Overview
The Singapore Exchange Group (SGX) owns and operates the only integrated securities exchange and derivatives exchange in Singapore and their related clearing houses. The securities exchange was the first fully electronic and floorless exchange in Asia. SGX serves a wide array of international and domestic investors and end users, including many of the world’s largest financial institutions, and have been among the most innovative exchanges in the world in technological and new product development. Therefore, the ability to prepare for contingencies and to mitigate against them, is of utmost importance to SGX.
The Enterprise Risk (ER) team has overall responsibility for enabling the organization to identify, assess and manage risks in the face of uncertainty, and is integral to its value creation and preservation. ER Team reports into Head, Enterprise Risk and has oversight across all SGX functions and subsidiaries.
As the AVP of Enterprise Risk with a Technology/Cyber related focus, you will play a critical role in safeguarding and enhancing the technological resilience and security of SGX. This role will work closely with various departments to ensure the effective management of technology-related risks.
The role requires an individual with high commitment, organization skills and the ability to handle stress in a fast paced and everchanging environment. An individual that thrives on challenges, with a goal of achievement and success will be suitable for the role.
Responsibilities:
Compliance and Regulations
· Stay updated on industry regulations, compliance standards, and best practices related to technology risk management. Monitors potential threats and informs and advises the organization.
· Perform risk assessment from regulatory developments and industry mandates and communicate the risk vision and objectives to various groups to drive the alignment of risk’s policies or procedures.
· Oversee, develop and implement improvements and efficiencies in the various Enterprise Risk Management Program, including but not limited to Risk Self-Assessment (RSA), Control Self-Assessment (CSA), Incident Management, Business Continuity Management, Outsourcing and etc.
Technology Risk Assessment and Monitoring
· Maintain, review and update Technology Risk Appetite statements for the organization, develop and update relevant Key Technology Risk Indicators and thresholds for effective monitoring.
· Conduct comprehensive risk assessments of SGX’s technology infrastructure, systems, and processes.
· Conduct presentations and workshops for risk identification and migration. Work with the business units to identify, assess, document and regularly review risks of all risk types and guide and support the business to design and implement controls.
· Challenge and assess the first line’s risk management activities including identification of vulnerabilities and threats, risk assessment of likelihood and impacts on the business.

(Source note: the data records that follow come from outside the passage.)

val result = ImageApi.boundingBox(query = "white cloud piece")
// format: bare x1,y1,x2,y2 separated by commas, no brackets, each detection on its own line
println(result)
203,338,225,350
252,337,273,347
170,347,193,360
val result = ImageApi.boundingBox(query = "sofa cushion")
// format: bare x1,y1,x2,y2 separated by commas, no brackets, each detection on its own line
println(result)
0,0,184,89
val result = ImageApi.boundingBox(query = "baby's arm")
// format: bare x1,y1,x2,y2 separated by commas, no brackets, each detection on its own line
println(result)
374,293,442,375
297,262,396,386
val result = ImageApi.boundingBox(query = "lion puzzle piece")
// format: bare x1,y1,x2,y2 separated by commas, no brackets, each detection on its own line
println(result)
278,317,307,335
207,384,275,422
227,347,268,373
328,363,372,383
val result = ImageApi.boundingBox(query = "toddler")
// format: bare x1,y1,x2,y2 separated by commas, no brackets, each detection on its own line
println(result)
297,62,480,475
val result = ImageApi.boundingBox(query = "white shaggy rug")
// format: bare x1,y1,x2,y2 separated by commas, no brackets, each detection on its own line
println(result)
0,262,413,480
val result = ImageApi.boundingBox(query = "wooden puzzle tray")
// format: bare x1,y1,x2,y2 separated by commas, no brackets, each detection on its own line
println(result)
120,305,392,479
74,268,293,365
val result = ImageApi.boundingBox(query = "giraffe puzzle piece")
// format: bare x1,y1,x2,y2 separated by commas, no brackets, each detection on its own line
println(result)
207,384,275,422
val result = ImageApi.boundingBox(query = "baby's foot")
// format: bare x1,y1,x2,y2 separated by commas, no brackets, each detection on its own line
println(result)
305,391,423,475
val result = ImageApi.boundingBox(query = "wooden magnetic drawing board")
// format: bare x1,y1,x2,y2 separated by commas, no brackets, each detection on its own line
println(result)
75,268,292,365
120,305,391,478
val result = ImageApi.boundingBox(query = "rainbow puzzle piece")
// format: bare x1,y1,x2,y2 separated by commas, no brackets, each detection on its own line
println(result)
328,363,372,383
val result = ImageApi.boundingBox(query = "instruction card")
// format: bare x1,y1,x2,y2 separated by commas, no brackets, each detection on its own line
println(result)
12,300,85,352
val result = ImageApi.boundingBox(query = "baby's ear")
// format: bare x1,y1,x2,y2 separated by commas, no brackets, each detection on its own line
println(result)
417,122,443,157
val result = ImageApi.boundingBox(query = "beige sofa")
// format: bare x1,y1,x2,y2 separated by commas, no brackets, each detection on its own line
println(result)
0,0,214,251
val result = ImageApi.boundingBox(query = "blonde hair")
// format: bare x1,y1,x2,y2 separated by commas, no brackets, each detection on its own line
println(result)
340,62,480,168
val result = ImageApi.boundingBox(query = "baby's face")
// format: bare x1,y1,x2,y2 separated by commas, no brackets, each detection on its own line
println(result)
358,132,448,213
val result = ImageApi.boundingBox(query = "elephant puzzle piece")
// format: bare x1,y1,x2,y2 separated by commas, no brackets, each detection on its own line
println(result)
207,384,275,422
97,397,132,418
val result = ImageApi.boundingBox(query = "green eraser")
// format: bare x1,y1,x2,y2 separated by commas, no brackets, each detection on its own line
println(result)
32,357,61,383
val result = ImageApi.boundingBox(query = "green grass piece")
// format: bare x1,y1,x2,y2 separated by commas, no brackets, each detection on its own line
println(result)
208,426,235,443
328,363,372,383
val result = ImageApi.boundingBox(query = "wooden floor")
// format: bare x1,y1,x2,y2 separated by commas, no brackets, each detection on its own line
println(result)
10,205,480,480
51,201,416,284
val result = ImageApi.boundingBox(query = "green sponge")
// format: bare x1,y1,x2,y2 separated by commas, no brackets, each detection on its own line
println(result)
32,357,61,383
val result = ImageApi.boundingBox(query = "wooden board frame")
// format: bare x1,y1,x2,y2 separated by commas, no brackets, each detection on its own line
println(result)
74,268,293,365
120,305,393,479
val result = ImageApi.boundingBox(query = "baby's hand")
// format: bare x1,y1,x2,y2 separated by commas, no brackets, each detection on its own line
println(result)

· Communicate risk findings and recommendations effectively.
· Ensure timely development and implementation risk mitigation strategies and action plans by the 1st line functions to proactively address technology-related risks, ensuring business continuity and data security.
· Establish and develop meaningful technology risk dashboard and monitor technology related risks against limits and thresholds and work with risk owners/group risk team to resolve them within set timeline.
· Prepare and present regular reports on technology-related risks to management when needed
· Constantly develop and maintain risk tools and systems.
Risk Awareness Training
· Responsible fordirecting, raising risk awareness and create a desired risk culture across the organization.
· Work with relevant technology team to enhance and oversee the implementation of cyber security awareness training programs for employees to enhance cybersecurity awareness and compliance.